Simplification de l'environnement des sociétés en matière juridique, comptable et de contrôle des comptes
La commission des affaires juridiques a adopté un rapport d’initiative de Klaus-Heiner LEHNE (PPE-DE, DE) sur la simplification de l’environnement des sociétés en matière juridique, comptable et de contrôle des comptes, en réponse à la communication de la Commission européenne sur le même sujet.
Les députés se félicitent de l'objectif général de la Commission consistant à réduire les contraintes administratives des entreprises européennes. Ils estiment que les propositions législatives de la Commission devraient reposer sur une analyse d'impact législatif approfondie, axée en particulier sur les petites et moyennes entreprises ainsi que sur les « micro-entités ». Les intérêts de tous les acteurs, y compris des actionnaires, des propriétaires, des créanciers et des salariés, devront être pris en considération, tout en tenant compte de façon équilibrée des principes de subsidiarité et de proportionnalité.
Sur l'option 1 : les députés rejettent la première option mentionnée dans la communication de la Commission, à savoir examiner s'il convient de limiter le corpus juridique communautaire de l'Union européenne aux actes juridiques présentant des aspects transfrontaliers. Ils ne sont toutefois pas totalement opposés à l'abrogation de la législation qui n'est plus nécessaire ou qui n'a plus grand intérêt pour les sociétés pour autant que cette abrogation ne nuise pas à l'intérêt public.

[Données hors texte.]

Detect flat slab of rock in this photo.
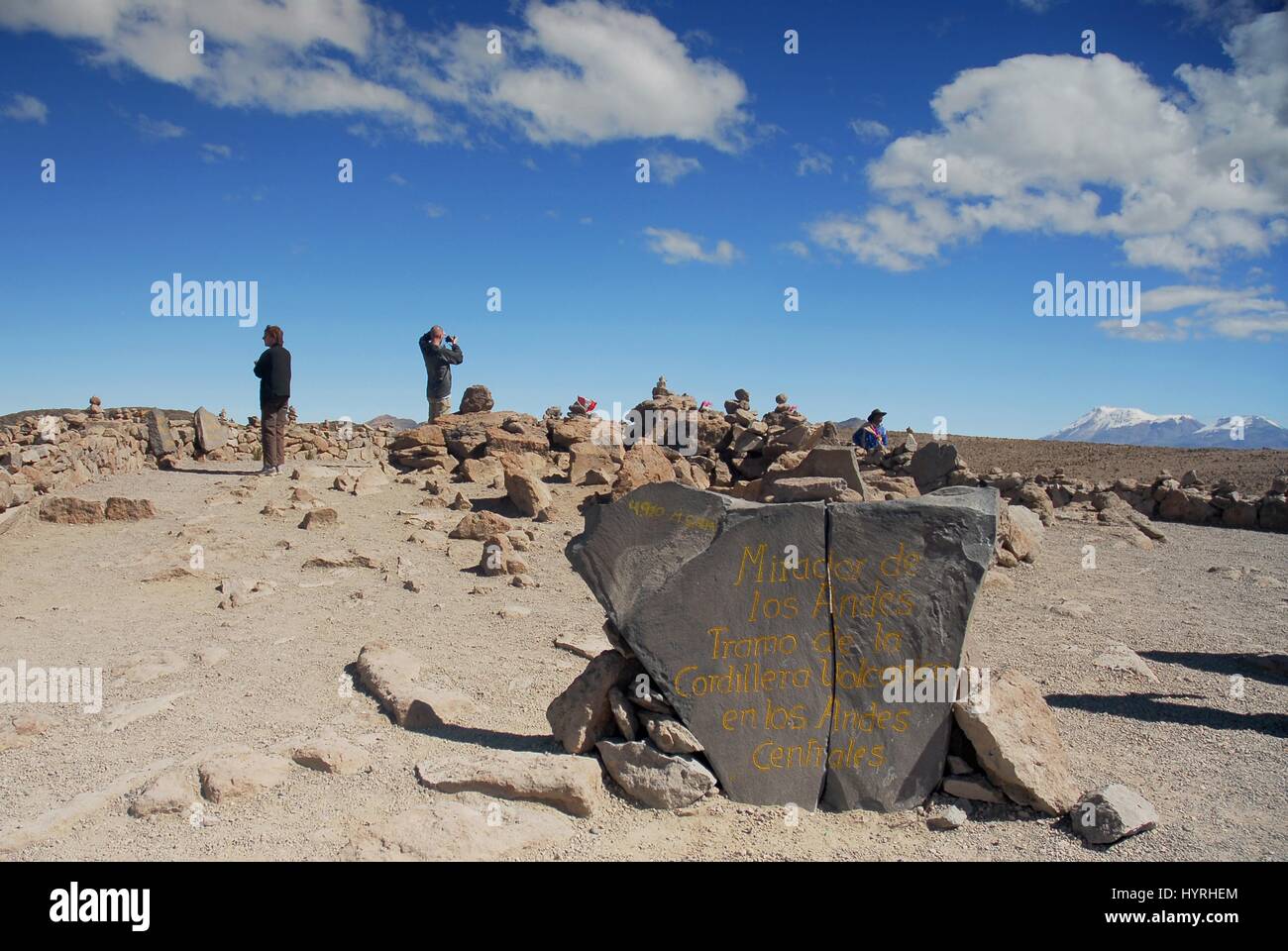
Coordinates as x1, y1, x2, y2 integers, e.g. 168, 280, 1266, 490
1069, 783, 1158, 845
192, 406, 228, 453
416, 750, 604, 815
954, 670, 1078, 815
595, 740, 716, 809
130, 768, 201, 818
40, 495, 106, 524
546, 650, 643, 753
358, 641, 476, 729
197, 753, 291, 802
340, 796, 577, 862
568, 481, 997, 809
103, 495, 158, 522
1091, 643, 1158, 683
291, 733, 371, 776
943, 775, 1006, 802
555, 630, 613, 660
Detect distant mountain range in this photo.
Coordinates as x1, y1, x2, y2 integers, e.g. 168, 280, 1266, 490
1042, 406, 1288, 449
366, 414, 420, 433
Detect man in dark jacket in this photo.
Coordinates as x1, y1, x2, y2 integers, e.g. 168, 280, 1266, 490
255, 325, 291, 476
420, 324, 465, 423
851, 410, 886, 453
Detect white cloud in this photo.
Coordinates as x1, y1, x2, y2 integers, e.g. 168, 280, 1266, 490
1096, 320, 1189, 343
850, 119, 890, 142
806, 12, 1288, 271
793, 142, 832, 175
0, 0, 751, 151
0, 93, 49, 125
486, 0, 748, 151
644, 228, 742, 264
1123, 284, 1288, 340
201, 142, 233, 163
648, 152, 702, 184
134, 112, 188, 141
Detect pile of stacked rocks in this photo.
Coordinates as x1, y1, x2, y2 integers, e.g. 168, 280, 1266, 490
168, 407, 393, 464
0, 397, 150, 532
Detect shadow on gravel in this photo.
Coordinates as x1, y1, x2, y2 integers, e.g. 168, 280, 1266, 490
1046, 693, 1288, 738
1140, 651, 1288, 685
412, 723, 564, 753
164, 469, 268, 478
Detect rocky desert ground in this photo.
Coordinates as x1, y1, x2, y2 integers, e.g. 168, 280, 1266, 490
0, 441, 1288, 862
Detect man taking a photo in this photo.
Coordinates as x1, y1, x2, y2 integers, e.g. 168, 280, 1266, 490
420, 324, 465, 423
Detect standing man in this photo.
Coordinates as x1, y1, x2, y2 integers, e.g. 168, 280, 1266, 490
255, 324, 291, 476
420, 324, 465, 423
854, 410, 886, 453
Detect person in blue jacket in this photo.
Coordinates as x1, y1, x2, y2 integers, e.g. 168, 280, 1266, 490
853, 410, 886, 453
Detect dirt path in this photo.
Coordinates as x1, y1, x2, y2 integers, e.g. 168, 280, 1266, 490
0, 456, 1288, 861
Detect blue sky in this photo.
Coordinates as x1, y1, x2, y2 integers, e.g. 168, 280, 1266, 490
0, 0, 1288, 437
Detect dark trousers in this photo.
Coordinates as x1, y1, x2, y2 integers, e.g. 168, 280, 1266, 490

S’agissant de la mise en œuvre par les États membres, le rapport précise que ces derniers n'utilisent pas, bien souvent, les mesures facultatives d'allègement des contraintes bureaucratiques et ne transmettent donc pas aux entreprises les possibilités de simplification qu'offre le droit communautaire. La Commission est invitée à encourager un échange de bonnes pratiques entre les États membres, en mettant en évidence l'impact effectif des différentes initiatives en matière de simplification. Les députés proposent en outre qu'une coordination intervienne entre les administrations fiscales des États membres afin d'harmoniser, dans le but de les simplifier, les informations qui sont demandées aux entreprises.
Sur l'option 2 : les députés privilégient en principe la seconde option mentionnée par la communication, à savoir que le législateur se concentre, dans ses efforts de simplification, sur un petit nombre de mesures ponctuelles et concrètes. Toute mesure de simplification pourra examiner s'il convient d'abroger certaines exigences particulières qui figurent dans les directives.
Le rapport souligne que pour les sociétés s’ouvrant au public, le contrôle des comptes et les obligations en matière de publicité sont essentielles au bon fonctionnement du marché intérieur. Les obligations en matière de publicité doivent toutefois être réexaminées au cas par cas au moyen de mesures individuelles concrètes de simplification au terme d'une analyse d'impact approfondie.
Parmi les modifications apportées en 2006 aux règles comptables de l'UE figure notamment l'obligation, pour les sociétés cotées, de produire une déclaration sur la gouvernance d'entreprise et d'améliorer la transparence de leurs opérations hors bilan. Rappelant que les États membres ont jusqu'au 5 septembre 2008 pour transposer ces dispositions, les députés préconisent une mise en œuvre anticipée de ces règles par les États membres.
Les députés se félicitent également de l'admission des « micro-entités », exemptées de l'obligation, prévue par le droit européen, de reddition des comptes, de contrôle annuel des comptes et de publication. Ils suggèrent de relever les seuils définis par la communication pour ces micro-entités et proposent d’allonger proportionnellement les délais de transition pour l’obligation de faire rapport dans les sociétés dépassant ces seuils.
La Commission est invitée de répondre à l'appel formulé par le Conseil dans ses conclusions des 22 et 23 novembre 2007 en vue de promouvoir activement un échange ouvert entre les États membres concernant les meilleures pratiques destinées à rationaliser les exigences imposées en matière d'établissement de rapports et à accroître l'utilisation des moyens électroniques dans les rapports entre les entreprises et les administrations publiques ainsi qu'entre les entreprises.
Le rapport souligne en outre que la simplification de l'environnement des sociétés implique également la mise en place de nouvelles conditions générales pour les entreprises. A titre d’exemple, il mentionne à cet égard la 14e directive sur le droit des sociétés relative au transfert des sièges sociaux, la possibilité de choisir entre une forme moniste ou dualiste de l'entreprise et la proposition législative, annoncée par la Commission pour le milieu de 2008, concernant la société fermée européenne.
Les députés jugent enfin qu'il est nécessaire de remanier le statut de la société anonyme européenne pour en faire une forme plus unitaire de droit communautaire. Ils considèrent que la mise en place d’une assiette commune consolidée pour l'impôt sur les sociétés rendrait plus utile et efficace le statut de société anonyme européenne.